The way you pay taxes on your 401(k) contributions depends in large part on the type of account you have; if you have a traditional 401(k), you do not pay income tax on your contributions until you withdraw them. If you have a Roth account, however, you pay income tax on all your income, including contributions, in the year you earn it. Income from traditional 401(k) distributions taken after age 59.5 is taxed at your current income tax rate. Qualified distributions from a Roth account are completely tax-free as long as you have owned the account for at least five years and have reached age 59.5
The only difference between traditional and Roth 401(k) accounts is the source of the funds you contribute. Traditional 401(k) contributions are made with pretax dollars, meaning an amount of your choosing is allocated to your plan before income taxes are assessed.

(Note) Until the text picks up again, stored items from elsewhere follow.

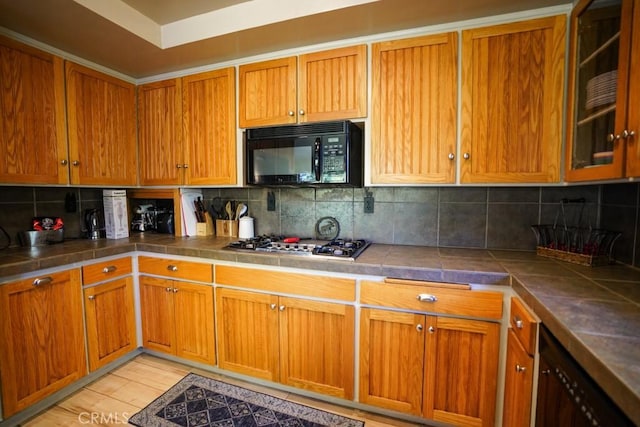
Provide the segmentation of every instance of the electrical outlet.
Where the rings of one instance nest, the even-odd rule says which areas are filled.
[[[273,191],[269,191],[267,193],[267,210],[268,211],[276,210],[276,194]]]
[[[364,196],[364,213],[373,213],[373,196]]]

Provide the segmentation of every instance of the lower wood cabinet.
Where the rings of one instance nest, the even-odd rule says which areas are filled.
[[[86,374],[80,270],[0,286],[5,418]]]
[[[484,310],[499,319],[502,294],[373,282],[361,287],[363,304],[382,307],[361,311],[360,402],[457,426],[493,426],[500,325],[438,312]]]
[[[215,364],[213,288],[140,276],[143,346]]]
[[[220,368],[353,399],[353,306],[218,288],[216,316]]]

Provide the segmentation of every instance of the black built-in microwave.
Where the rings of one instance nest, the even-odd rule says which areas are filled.
[[[362,187],[363,145],[350,121],[247,129],[247,184]]]

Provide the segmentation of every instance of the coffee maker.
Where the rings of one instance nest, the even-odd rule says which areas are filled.
[[[95,240],[100,238],[100,216],[98,209],[87,209],[84,211],[84,226],[87,232],[87,239]]]

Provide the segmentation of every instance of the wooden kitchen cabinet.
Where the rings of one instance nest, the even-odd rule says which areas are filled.
[[[67,184],[64,64],[0,36],[0,182]]]
[[[71,183],[136,185],[135,86],[65,63]]]
[[[260,270],[216,266],[216,283],[253,289],[216,289],[220,368],[353,399],[355,308],[254,290],[288,287],[291,293],[292,286],[300,284],[304,295],[315,282],[320,283],[319,297],[325,291],[331,293],[332,287],[342,288],[340,296],[353,296],[354,281],[264,271],[253,288],[250,282],[255,282],[251,278],[256,271]],[[345,292],[345,286],[351,292]]]
[[[80,270],[0,286],[5,418],[86,374]]]
[[[457,37],[372,45],[372,183],[455,182]]]
[[[212,282],[211,265],[141,256],[138,269],[143,346],[214,365],[213,288],[185,281]]]
[[[90,371],[137,347],[131,272],[130,257],[82,267]]]
[[[235,67],[182,78],[186,185],[235,184]]]
[[[181,185],[188,167],[182,144],[182,79],[138,86],[140,185]]]
[[[367,115],[367,47],[241,65],[240,127]]]
[[[461,183],[560,180],[566,17],[462,31]]]
[[[368,281],[361,287],[360,402],[452,425],[493,426],[500,325],[439,313],[467,316],[482,306],[497,320],[502,294]]]
[[[640,1],[571,13],[567,181],[640,176]]]

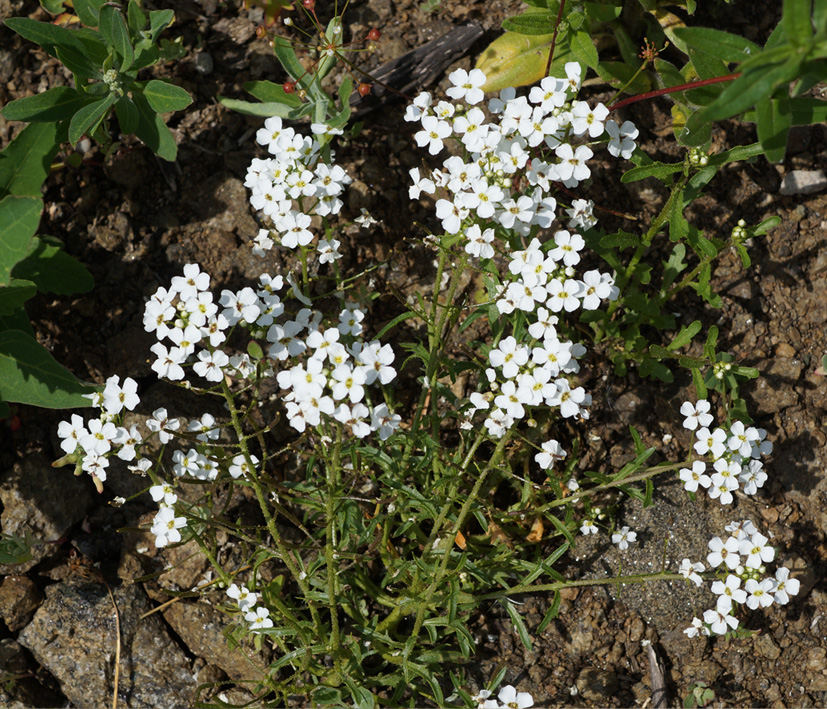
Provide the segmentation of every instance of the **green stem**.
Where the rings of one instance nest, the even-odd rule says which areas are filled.
[[[339,656],[341,638],[339,636],[338,604],[336,602],[336,577],[338,564],[336,562],[336,504],[339,499],[339,469],[342,454],[342,424],[337,422],[335,438],[333,439],[333,456],[326,461],[325,472],[327,478],[327,499],[325,500],[325,565],[327,567],[327,607],[330,613],[330,652],[336,674],[341,676],[342,659]]]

Assume you earn $2,000 each pay period and pay 20% in income tax. Say, for the sake of simplicity, no other taxes are withheld, though deferrals to traditional 401(k) accounts are still subject to FICA taxes. The amount of $400 is withheld from each paycheck to pay income taxes. If you defer $500 from every paycheck to a traditional 401(k), your income is reduced by that amount before income tax is assessed. Your 401(k) deferral reduces your taxable income to $1,500 each pay period, which reduces your tax withholding to $300. Your take-home pay is $2,000 - $500 - $300, or $1,200.
When you withdraw funds from a traditional 401(k) after retirement, the IRS requires you pay income taxes according to your new tax bracket. This is why people who believe they will be in a lower bracket after retirement prefer traditional accounts.

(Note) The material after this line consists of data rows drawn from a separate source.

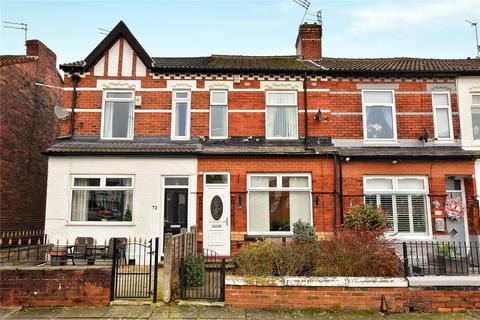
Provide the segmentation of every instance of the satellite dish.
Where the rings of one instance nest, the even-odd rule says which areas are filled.
[[[53,111],[55,112],[55,117],[59,120],[65,120],[68,118],[68,111],[62,106],[55,106]]]

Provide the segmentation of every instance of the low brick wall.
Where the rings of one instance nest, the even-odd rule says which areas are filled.
[[[111,268],[106,266],[5,267],[0,270],[2,306],[105,306]]]
[[[383,304],[382,304],[383,300]],[[480,309],[480,286],[408,287],[405,279],[233,277],[225,305],[238,308],[319,308],[390,312]]]

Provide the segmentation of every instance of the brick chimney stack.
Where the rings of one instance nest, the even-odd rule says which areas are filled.
[[[36,56],[46,67],[56,68],[57,55],[40,40],[27,40],[27,56]]]
[[[307,23],[298,28],[297,56],[303,60],[322,58],[322,26],[316,23]]]

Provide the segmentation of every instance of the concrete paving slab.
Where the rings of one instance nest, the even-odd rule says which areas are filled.
[[[103,315],[112,319],[148,319],[155,310],[152,306],[113,306]]]
[[[200,307],[199,319],[245,319],[245,310],[222,307]]]
[[[169,314],[169,307],[168,306],[160,306],[155,308],[149,320],[164,320],[168,319]]]
[[[101,318],[109,307],[70,307],[55,315],[56,318]]]
[[[3,320],[20,309],[20,307],[0,307],[0,319]]]
[[[60,312],[63,311],[64,308],[23,308],[7,319],[52,319]]]
[[[171,306],[169,319],[196,319],[198,310],[195,306]]]

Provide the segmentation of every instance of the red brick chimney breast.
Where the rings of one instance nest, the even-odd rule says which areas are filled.
[[[316,23],[304,23],[298,28],[295,43],[297,55],[303,60],[322,58],[322,26]]]
[[[49,67],[56,68],[57,55],[40,40],[27,40],[27,56],[36,56]]]

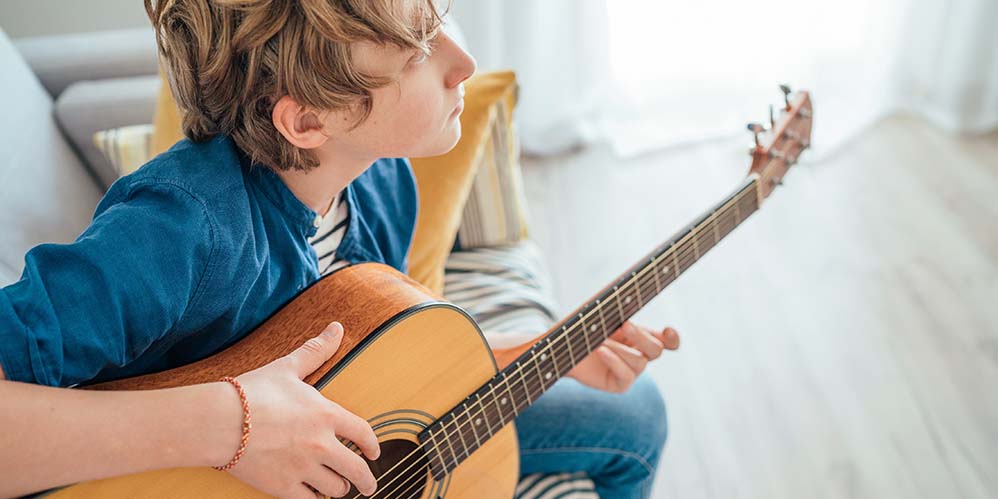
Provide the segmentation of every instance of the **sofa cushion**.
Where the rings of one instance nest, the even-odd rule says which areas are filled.
[[[528,236],[527,200],[520,173],[520,142],[513,110],[514,85],[493,110],[488,138],[478,157],[478,173],[464,203],[454,247],[481,248],[518,242]]]
[[[77,81],[156,74],[152,27],[25,37],[14,45],[53,99]]]
[[[56,100],[59,125],[105,189],[118,179],[118,172],[94,145],[94,134],[149,123],[157,92],[156,75],[135,76],[77,82]]]
[[[584,471],[532,473],[520,477],[514,499],[599,499],[593,481]]]
[[[483,331],[540,333],[558,318],[547,265],[531,239],[451,253],[443,294]]]
[[[44,242],[71,242],[90,223],[103,190],[52,116],[52,98],[0,30],[0,285]]]
[[[94,134],[94,145],[119,175],[128,175],[152,159],[152,128],[150,124],[129,125]]]

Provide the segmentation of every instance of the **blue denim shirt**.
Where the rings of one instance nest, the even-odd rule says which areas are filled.
[[[40,244],[0,290],[7,379],[51,386],[188,364],[222,350],[319,278],[316,213],[226,136],[183,140],[118,179],[70,244]],[[406,158],[346,188],[337,254],[405,272],[416,220]]]

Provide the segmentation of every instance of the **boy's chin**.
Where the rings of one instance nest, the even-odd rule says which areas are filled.
[[[454,126],[447,128],[441,136],[438,138],[437,143],[433,147],[428,147],[421,149],[417,154],[410,154],[410,158],[432,158],[434,156],[442,156],[451,152],[455,146],[457,146],[458,141],[461,140],[461,123],[455,120],[457,123]]]

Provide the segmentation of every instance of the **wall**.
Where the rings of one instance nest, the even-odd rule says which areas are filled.
[[[142,0],[0,0],[11,38],[148,26]]]

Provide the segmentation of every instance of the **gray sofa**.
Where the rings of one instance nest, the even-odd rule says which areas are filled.
[[[93,145],[100,130],[152,121],[159,91],[149,29],[12,42],[0,29],[0,286],[16,281],[35,245],[71,242],[117,178]],[[444,295],[484,329],[536,330],[556,319],[543,257],[532,241],[455,252]],[[495,286],[483,298],[483,282]],[[474,293],[467,290],[475,289]],[[592,498],[584,474],[532,475],[522,498]]]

Conversely, contributions to Roth accounts are made with after-tax dollars. You pay income tax on the full amount of your earnings, and your 401(k) contribution is deducted after taxes are calculated. In the above example, a $500 contribution to a Roth 401(k) does not reduce your income tax withholding at all. You still pay $400 in income taxes before the $500 contribution is taken. Your take-home pay each period is $2,000 - $400 - $500, or $1,100.

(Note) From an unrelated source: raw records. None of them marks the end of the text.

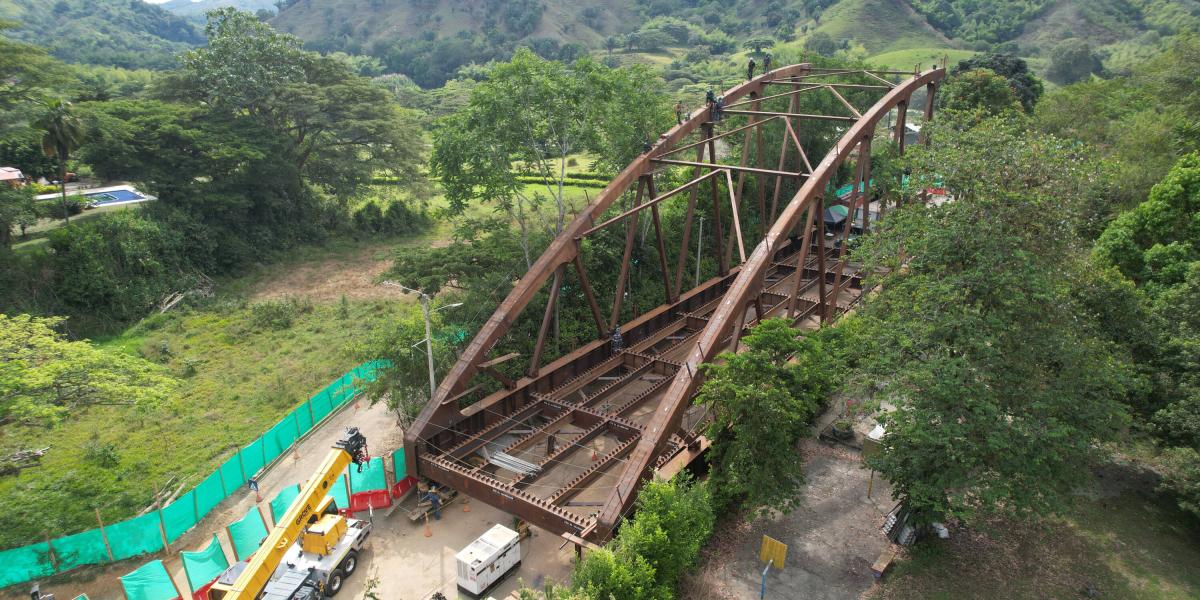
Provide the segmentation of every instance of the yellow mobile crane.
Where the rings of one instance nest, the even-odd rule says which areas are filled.
[[[337,514],[329,489],[350,463],[361,471],[366,461],[367,438],[351,427],[254,556],[213,584],[209,600],[319,600],[340,591],[371,524]]]

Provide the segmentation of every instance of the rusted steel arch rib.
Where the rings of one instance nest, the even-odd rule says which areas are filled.
[[[916,74],[913,78],[891,89],[863,115],[862,119],[850,127],[834,149],[817,165],[811,177],[804,182],[800,191],[780,213],[778,220],[767,232],[766,238],[754,249],[745,264],[742,265],[741,271],[730,288],[725,292],[721,303],[711,315],[707,326],[684,361],[685,368],[676,372],[658,410],[645,425],[637,447],[630,455],[616,488],[600,511],[595,527],[589,530],[588,537],[603,540],[611,535],[621,516],[636,497],[638,487],[644,481],[655,457],[663,451],[670,434],[679,427],[680,419],[701,383],[698,375],[699,365],[712,360],[718,354],[721,341],[738,323],[741,316],[740,308],[746,306],[746,303],[751,301],[761,290],[763,277],[766,269],[771,266],[774,251],[787,240],[788,234],[799,223],[809,206],[818,200],[837,167],[854,149],[858,148],[859,141],[874,134],[879,121],[896,105],[907,102],[913,92],[923,86],[937,85],[945,78],[945,75],[944,69],[933,69]]]
[[[747,96],[751,91],[760,91],[768,78],[795,77],[807,75],[810,72],[811,65],[807,63],[781,67],[734,86],[726,90],[723,95],[727,102],[734,102]],[[462,412],[458,410],[455,403],[445,404],[444,401],[466,389],[471,377],[479,370],[479,364],[487,360],[487,355],[492,347],[508,332],[517,316],[529,305],[547,280],[560,267],[574,260],[579,252],[576,238],[595,225],[601,215],[620,198],[621,194],[637,183],[638,178],[652,171],[651,157],[670,151],[686,136],[699,131],[707,120],[708,111],[701,108],[693,111],[686,122],[663,134],[649,152],[631,162],[608,186],[601,190],[595,200],[567,225],[563,232],[551,242],[549,248],[538,257],[529,271],[513,286],[499,309],[480,328],[479,333],[468,344],[458,362],[442,379],[433,399],[425,405],[412,426],[405,431],[404,445],[407,448],[405,464],[409,473],[424,474],[422,466],[428,461],[421,460],[422,441],[433,437],[438,431],[452,426],[456,417],[462,416]]]

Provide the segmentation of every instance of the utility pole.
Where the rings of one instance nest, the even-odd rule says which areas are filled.
[[[700,286],[700,247],[704,244],[704,215],[700,215],[700,231],[696,234],[696,285]]]
[[[425,315],[425,359],[428,361],[428,364],[429,364],[429,399],[432,400],[434,395],[437,394],[437,376],[434,375],[434,371],[433,371],[433,325],[432,325],[432,323],[430,323],[430,319],[429,319],[429,314],[430,314],[429,294],[426,294],[425,292],[422,292],[420,290],[414,290],[414,289],[404,286],[404,285],[400,285],[399,283],[396,283],[395,281],[391,281],[391,280],[384,281],[383,285],[391,286],[394,288],[399,288],[406,292],[416,294],[417,296],[419,296],[421,298],[421,313]],[[454,304],[447,304],[437,310],[442,310],[442,309],[446,309],[446,308],[454,308],[456,306],[462,306],[462,302],[456,302]]]

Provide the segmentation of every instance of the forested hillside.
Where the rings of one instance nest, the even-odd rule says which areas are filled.
[[[204,22],[204,13],[227,6],[252,13],[275,12],[274,0],[168,0],[159,6],[200,23]]]
[[[381,69],[438,87],[466,65],[518,46],[545,58],[625,48],[692,49],[687,62],[769,38],[819,54],[880,57],[886,66],[972,52],[1033,59],[1052,81],[1128,73],[1200,23],[1197,0],[288,0],[272,24],[313,49],[368,55]],[[688,30],[691,30],[690,32]],[[682,54],[682,52],[680,53]],[[674,58],[678,56],[673,55]],[[1059,63],[1053,67],[1052,63]]]
[[[164,69],[204,41],[191,23],[141,0],[0,0],[5,32],[67,62]]]

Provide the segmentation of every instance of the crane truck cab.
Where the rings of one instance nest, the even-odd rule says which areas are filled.
[[[371,523],[338,514],[329,490],[350,463],[362,468],[366,448],[366,438],[351,427],[254,555],[209,588],[209,600],[320,600],[341,591],[358,569]]]

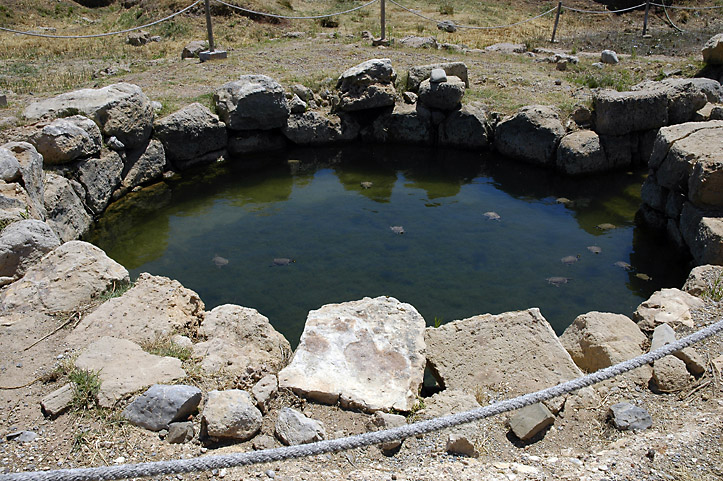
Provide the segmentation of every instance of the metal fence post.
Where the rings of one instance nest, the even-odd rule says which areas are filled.
[[[557,2],[557,15],[555,15],[555,26],[552,29],[552,38],[550,43],[555,43],[555,34],[557,33],[557,24],[560,22],[560,10],[562,10],[562,1]]]
[[[209,0],[206,0],[206,30],[208,30],[208,51],[216,51],[216,47],[213,45],[213,27],[211,26],[211,7],[209,6]]]
[[[645,20],[643,20],[643,36],[648,33],[648,12],[650,12],[650,0],[645,0]]]
[[[206,0],[208,1],[208,0]],[[381,0],[381,23],[382,23],[382,36],[381,40],[384,41],[387,38],[387,9],[386,9],[386,2],[384,0]]]

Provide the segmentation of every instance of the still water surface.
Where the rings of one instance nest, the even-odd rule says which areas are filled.
[[[209,310],[258,309],[292,345],[309,310],[381,295],[429,325],[539,307],[560,334],[591,310],[629,316],[687,273],[633,223],[643,173],[574,179],[480,154],[361,145],[263,160],[263,170],[229,163],[132,194],[89,240],[131,278],[177,279]]]

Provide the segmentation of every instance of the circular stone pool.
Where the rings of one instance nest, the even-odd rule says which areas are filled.
[[[131,194],[88,240],[131,278],[177,279],[207,309],[258,309],[292,345],[309,310],[380,295],[429,325],[539,307],[560,334],[588,311],[629,316],[687,274],[633,223],[643,173],[566,178],[491,155],[364,145],[255,160],[265,167],[229,162]]]

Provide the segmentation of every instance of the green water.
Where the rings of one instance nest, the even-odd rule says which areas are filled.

Contributing to a Roth account may seem like a raw deal since you do not enjoy any tax benefits during your working years. However, withdrawals made after retirement are completely tax-free. You have already paid income taxes on your contributions, and the terms of Roth accounts stipulate that earnings are also tax-free if withdrawn after age 59.5.
The above taxation rules apply to contributions and qualified withdrawals of 401(k) funds. However, if you want to withdraw 401(k) funds before you reach 59.5, you are subject to additional taxation. If you have a traditional 401(k), early withdrawals of retirement funds are taxed at your ordinary income tax rate. In addition, the IRS imposes a 10% penalty tax on the amount of your withdrawal.
If you have a Roth account, the rules are slightly more lenient. Because income tax has already been paid on Roth contributions, any withdrawals composed of contributions alone are tax-free at any time. However, most 401(k) accounts make distributions composed of contributions and earnings. Any portion of a premature withdrawal attributable to earnings is taxed at your ordinary income tax rate and is subject to the same 10% penalty tax outlined above.
There are a few exceptions to this rule, such as for withdrawals made after the account owner dies or becomes permanently disabled, or to pay for unreimbursed medical expenses that exceed a certain amount. In addition, you may be able to qualify for a hardship distribution if you can prove you have an immediate and heavy need of funds that cannot otherwise be met. In general, however, most withdrawals made before you reach 59.5 will incur this additional tax penalty.